Before Nigekus reached the dome, a shadow flashed across the common.
But by the time he looked skyward, there was nothing to be seen. The whine and clatter of the machinery had covered the sound of the approaching dropships until very near the end, and the landing sites were downriver around the bend, safely out of view. Shaking his head, Nigekus entered the dome, ignorant of the threat already moving up the valley toward the village.
When he left the dome just a few minutes later, his inspection complete, everything had changed. Tall creatures in green and brown body armor were advancing through the village in a wide line, their weapons turning the cottages into burned and broken shells. A child’s screaming pierced the din of the machinery behind him, then ended with ominous abruptness.
Nigekus was ignored or overlooked long enough to take half a dozen uncertain steps out into the common, long enough to realize in horror that some of the blackened OBJECTS littering the ground were carcasses, long enough to feel a wild rush of indignation over the fact that he did not even know the species of the invaders.
Then he found his voice and cried out his rage, raised both fists in defiance and started across the common toward the nearest of the soldiers. A silver-barreled weapon turned his way, and Nigekus fell in agony, his last breath full of fire.
Two of the diggers at Pit 4 had seen the descending ships, making that crew the first to start back down to the village. The pall of black smoke rising over the ridgelines drew the other crews away from their work and onto the well-trod trails. Some had shouldered their tools as weapons, but most were armed only with fear for their families. They had had no enemies on New Brigia, and energy weapons were a luxury the colony could not afford.
The Yevethan troops, masked against the smoke and the stench of the vermin, waited patiently in the village for the diggers to return.
There was no need to do anything more.
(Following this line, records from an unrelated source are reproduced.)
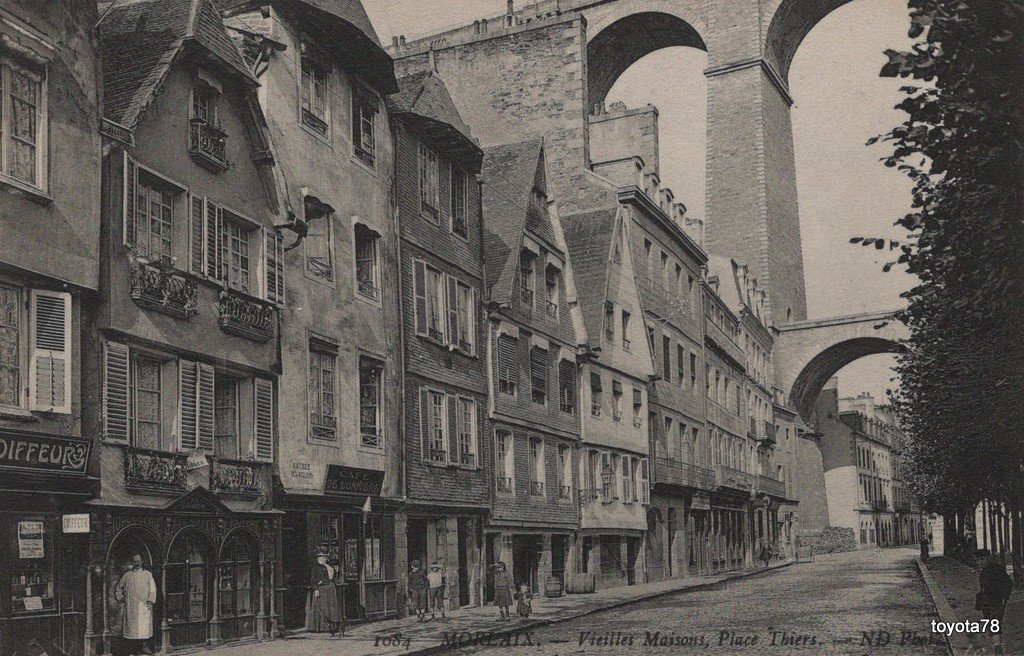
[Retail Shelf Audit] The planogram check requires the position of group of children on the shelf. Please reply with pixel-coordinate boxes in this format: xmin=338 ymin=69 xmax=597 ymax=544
xmin=409 ymin=560 xmax=534 ymax=622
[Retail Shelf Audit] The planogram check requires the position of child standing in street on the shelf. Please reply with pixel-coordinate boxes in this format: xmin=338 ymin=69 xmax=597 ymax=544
xmin=427 ymin=561 xmax=447 ymax=620
xmin=515 ymin=583 xmax=534 ymax=619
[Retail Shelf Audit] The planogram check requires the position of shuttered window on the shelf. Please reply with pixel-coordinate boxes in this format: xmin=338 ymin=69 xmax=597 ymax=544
xmin=558 ymin=360 xmax=577 ymax=414
xmin=498 ymin=335 xmax=519 ymax=396
xmin=529 ymin=346 xmax=548 ymax=405
xmin=29 ymin=290 xmax=72 ymax=413
xmin=253 ymin=378 xmax=273 ymax=463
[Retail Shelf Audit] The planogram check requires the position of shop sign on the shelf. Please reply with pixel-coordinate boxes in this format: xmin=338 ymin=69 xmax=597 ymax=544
xmin=690 ymin=494 xmax=711 ymax=511
xmin=17 ymin=522 xmax=45 ymax=558
xmin=0 ymin=431 xmax=92 ymax=476
xmin=60 ymin=513 xmax=89 ymax=533
xmin=324 ymin=465 xmax=384 ymax=495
As Nil Spaar had predicted, the sight of the ravaged village gave the diggers the final spur to a reckless charge.
It was a methodical slaughter. Standing back to back in a circle on the common, the soldiers allowed the diggers to reach the valley floor, then cut them down.
The last few deaths were suicides in all but name.
With both the carnage and the futility before them, the remaining Brigians dropped their inadequate weapons, gave up their cover, and walked down the slopes to the village, offering themselves as targets rather than be left alive to remember.
When it was over, and the breeze falling through the valley had blown all but the last tendrils of smoke away, only the Yevethan troops, the ore sheds, and the processing dome were left standing.
It was no accident that those buildings had survived.
As the troops returned downriver to their dropships, a fat-bodied cargo transport landed on the common. Within an hour its empty belly easily swallowed both the contents of the ore sheds and the machinery from the processing dome.
Once the cargo transport was safely clear of the target zone, Star Dream completed its sterilization of the valley with a long salvo from the cruiser’s heavy batteries.
The bodies turned to vapor and vanished, and the blood was scorched from the rocks. The ground turned to black glass, and the river exploded into steam.
When the barrage was over, nothing was left of the vermin but the holes they had carved in the ground with their hands and the trails they had beaten into the hills with their footsteps.
Star Dreamreturned to N’zoth triumphant in herGlorious
victory, carrying a passage price in chromite in her hold.
In a garden city on J’t’p’tan, a world gentled by patient hands, a woman awoke from a dream to a nightmare. A falling star became a starship, the starship a warship, and the warship a fountain of death raining on the face of the world. In the dream, or the nightmare, the Current ran wild with the thrashings of murdered souls, and ran dark with the stain of blood.
“Rouse everyone, at once, ” Wialu said, shaking her
daughter. “Hurry-something terrible has begun. “
New Brigia was the smallest of the thirteen alien settlements visited by the ships of the Black Fleet in the first hour of the Great Purge. Polneye was the largest, and the only one to fight back.
Orbiting a star on the far side of the Cluster from Coruscant, Polneye was an orphan child of the Empire.
It had been established to serve as a secret military transshipment port for Farlax Sector. Cloaked in high altitude clouds whose rains rarely reached the ground, arid Polneye became home to a vast open-air armory and supply depot.
Bustling hub-and-spoke landing and holding zones sprawled across the dusky-brown flats. Eventually, even the largest vessels capable
of grounding could be accommodated, with cargoes unloaded, assembled, and transferred by small armies of droids.